Last week I wrote a Worried-of-Hampstead paragraph about the appointment of Kurt Masur to chief conductorship of the LPO, concerned that his conservative outlook would anchor the orchestra in core repertory. But perhaps, from the broader viewpoint of South Bank policy, that's exactly why he's been chosen. There's another orchestra at South Bank, the Philharmonia, with another conductor, Christoph von Dohnanyi, whose heart beats in the 20th century and who thrives on the challenge of "difficult" works - especially works grounded in the methodology of serialism. Last weekend he was in his element with a concert account of Alban Berg's Wozzeck that came close to perfection.

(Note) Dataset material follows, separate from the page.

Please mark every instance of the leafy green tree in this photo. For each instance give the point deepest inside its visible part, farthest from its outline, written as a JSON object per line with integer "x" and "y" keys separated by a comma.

It was all there: human pathos caught in the cold-steel grip of an objectivity that only melts in the last orchestral interlude, and a choking sense of enclosure slowly tightening around the necks of the main characters. It played in an unbroken sweep, without interval, and with a superb cast led by the bruised, animal hurt of Franz Hawlata's Wozzeck and the sacrificial strength of Deborah Polaski's Marie. Graham Clark and Eric Halfvarson were wonderfuly horrible as Wozzeck's tormentors, the Captain and the Doctor.

And there was spendthrift luxury in booking Ian Bostridge as the Fool - who only sings 10 words but has to make them count. As an accomplished lieder artist, Bostridge knows exactly how to do that. And there's no word in the text that matters more than when the Fool sings "Blut!" Here, it was devastating. Worth the journey for that syllable alone.